One look at the information contained in the warning posters they publish reveals they are far from encouraging migrants to make the dangerous trip through the desert southwest:
Migrant Warning Posters: Don't Do It! It's Hard! There's Not Enough Water!
These posters are distributed widely in churches, shelters, shops and other locations on the south side of the U.S.-Mexican border. They warn migrants in stark terms about the dangers they face trying to cross into the United States illegally, on foot through the desert, despite what human smugglers tell them. The estimated walking times from entry points are highlighted, as are the sites of migrant deaths and the location of water stations.
The news coverage of this event says volumes about the current state of discourse about immigration and immigration reform. Why is it that all major news agencies chose to play up the Mexican government's involvement in the story, while playing down that of Humane Borders? I believe the answer is quite simple.
One factor is of course the hysteria that can be drummed up over the Mexican angle, it an easily sensationalized aspect of the story and makes for the type of tabloid style headline that major news organizations favor these days, but on closer examination the situation reveals far more.
These kind of stories, when presented in the one-sided and biased way in which this one was, play into the underlying xenophobia that has lately become the norm in discussions of immigration and immigration reform.
Most of all I believe that the misrepresentation of this story shows just how hypocritical we have become as a nation on the issue of faith, and faith based charity or humanitarian aid.
If these same people were bringing water to a devastated New Orleans, or sending care packages to the troops in Iraq, the would be lauded as true good Samaritans, yet when they work tirelessly to save the lives of those near deaths door in the desert Southwest, the media essentially ignores them. Why?
They were played down because they are not helping the "right people", because they are helping migrants. Most of all they were ignored because their actions highlight the hypocrisy of much of what passes for religiosity or faith these days. They back up their beliefs with action, and that is rare in todays world.

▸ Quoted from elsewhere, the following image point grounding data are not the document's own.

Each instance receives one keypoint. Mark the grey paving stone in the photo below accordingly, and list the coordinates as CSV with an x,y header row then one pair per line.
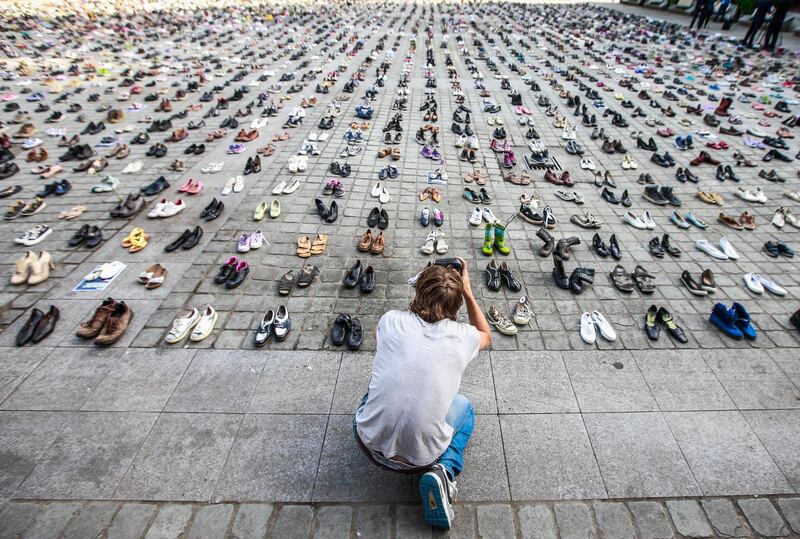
x,y
181,459
93,519
651,519
724,454
26,437
565,466
170,522
251,521
51,520
218,381
537,521
346,474
779,431
689,519
131,521
574,521
12,373
638,456
372,521
613,520
274,458
608,382
532,382
334,521
296,382
89,457
681,380
495,521
15,517
754,381
410,524
211,521
294,521
724,518
141,380
790,508
484,477
63,381
763,517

"They will neither hunger nor thirst, nor will the desert heat or the sun beat upon them. He who has compassion on them will guide them and lead them beside springs of water."
-- Isaiah 49:10
Many leaders of todays Religious Right talk endlessly of the good works they've done, how they have fed the starving in Africa, or how they have brought their "faith" to millions throughout the world. They brag of the legislation they have lobbied for and the men they have helped put into political office. Yet when a mother and child are dying of thirst only miles from Tucson or Phoenix, they believe that people of faith should turn a blind eye. The people of Humane Borders see no reason that they should, and thank God for that.